Je viens de me réveiller ce matin, il est quatre heures. J’ai rêvé d’être dans un lieu magique.
Je sais d’un coup pourquoi mon estomac s’était révolté avant-hier et encore hier j’ai eu des nausées: quelque part à l’intérieur, j’ai mal supporté lire à haut voix le passage sur le logement de Montmartre. Même en écrivant, maintenant, une salive amère envahit ma bouche. Ce n’est pas dû à quelque aliment avarié que j’aurais mangé comme je croyais, faute d’avoir trouvé pourquoi je n’arrivais plus à continuer mon travail de correction.
Oui, je tenais à cet appartement, je l’ai aimé. Plus que François? Probablement. Plus que ce qu’il est devenu, nettement plus. Évoquer revivre les heurts qu’il m’a causés n’était pas agréable non plus, mais le deuil du logement qui a révolté mon ventre.
Contempler les photos récentes de moi, ne m’a pas enchanté non plus. Qu’a–t–il réussi à faire de moi en dix ans!?
Non. Non! C’est moi qui est devenue ainsi.
Je ne suis plus belle, attirante, que dans les yeux et la présence de mes petits-enfants. Leurs visages s’illuminent dès qu’ils m’aperçoivent. En leur présence, avec eux dans mes bras, mon visage change aussi, s’adoucit, rayonne. Je retrouve dans le miroir de l’ascenseur que nous regardons ensemble, David et moi, Gaby et moi, quelqu’un d’agréable et que je ne réfute pas.
Regard encore une fois, disais-je à David, pensant qu’il s’admirera dans le miroir et ne s’approchera ainsi pas de la porte.
-Ma !Ma ! il m’a aperçu dans la glace.
-Non, dis-je, me rendant compte. Mamie.
-Mamie ! montra-t-il alors heureux avec ses doigts, heureux de ce qu’il voyait.
Je me regarde rarement en miroir, mais les photos, hélas, ne mentent pas.
Qu’est-je devenue? Pourrais-je m’y échapper?
«Beaucoup mieux qu’il y a un an», disait Stéphanie. «Nettement plus jeune qu’à votre arrivé», dit ma voisine. Possible. Pas encore assez.
Il faut finir ce journal, ce divorce, le livre de ce deuil de ce qui était et me lancer dans… ce qui est au-delà de brouillard. Pas la rencontre éventuelle avec Bruce ou Pierre, fantômes de passé, se rappelant la Julie ancienne, celle de 33 ou de 45 ans. L’avenir réside ailleurs.

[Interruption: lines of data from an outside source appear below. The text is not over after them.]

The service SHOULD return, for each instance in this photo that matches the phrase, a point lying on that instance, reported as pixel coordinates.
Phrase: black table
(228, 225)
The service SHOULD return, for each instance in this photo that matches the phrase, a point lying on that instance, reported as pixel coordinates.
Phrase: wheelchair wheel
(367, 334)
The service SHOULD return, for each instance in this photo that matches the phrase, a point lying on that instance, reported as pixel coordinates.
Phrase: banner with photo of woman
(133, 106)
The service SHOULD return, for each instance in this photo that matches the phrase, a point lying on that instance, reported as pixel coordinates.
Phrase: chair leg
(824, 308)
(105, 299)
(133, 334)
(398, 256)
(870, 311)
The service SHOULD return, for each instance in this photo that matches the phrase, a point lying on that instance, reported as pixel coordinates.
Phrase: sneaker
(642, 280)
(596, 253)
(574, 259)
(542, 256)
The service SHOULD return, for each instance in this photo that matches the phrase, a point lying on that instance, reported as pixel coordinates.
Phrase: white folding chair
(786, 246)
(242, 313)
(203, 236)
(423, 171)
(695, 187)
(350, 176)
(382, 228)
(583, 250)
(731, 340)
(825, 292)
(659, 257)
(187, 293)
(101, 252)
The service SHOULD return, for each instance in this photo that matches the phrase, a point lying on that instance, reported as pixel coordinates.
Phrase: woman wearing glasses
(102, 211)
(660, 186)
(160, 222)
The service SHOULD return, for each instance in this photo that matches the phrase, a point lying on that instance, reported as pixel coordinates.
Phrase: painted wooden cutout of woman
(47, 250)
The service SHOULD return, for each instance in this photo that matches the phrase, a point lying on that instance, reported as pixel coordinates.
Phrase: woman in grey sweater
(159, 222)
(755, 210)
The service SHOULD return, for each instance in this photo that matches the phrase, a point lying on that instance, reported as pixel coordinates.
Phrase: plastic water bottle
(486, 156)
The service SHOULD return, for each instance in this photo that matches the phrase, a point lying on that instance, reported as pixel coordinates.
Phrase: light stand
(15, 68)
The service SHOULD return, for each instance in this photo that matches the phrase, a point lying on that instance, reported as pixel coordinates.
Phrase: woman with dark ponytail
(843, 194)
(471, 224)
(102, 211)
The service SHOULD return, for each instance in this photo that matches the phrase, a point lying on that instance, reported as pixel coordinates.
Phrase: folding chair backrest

Même ce logement ne m’enchante plus autant. Cela reviendra! Pour le moment, depuis qu’on a vandalisé ma nouvelle voiture, parqué devant la maison presque, je me sens violée en quelque chose, déstabilisée. Je gare ma voiture dans la cour, mais ceci n’a rien résolu de mes sentiments. Je parcours ma chambre avec plaisir, mais un peu de délectation profond manque. Je dois retrouver mes joies !
Retrouver mon plaisir. Retrouver des buts. Retrouver, trouver des gens avec qui interagir. Il y a les petits, Analyse et Lionel. Peut-être le stage d’écriture théâtrale de la semaine prochaine me fera du bien. Être entre d’autres, ayant les mêmes intérêts. De tout de façon, c’est un pas hors du brouillard, à travers le brouillard vers l’avenir.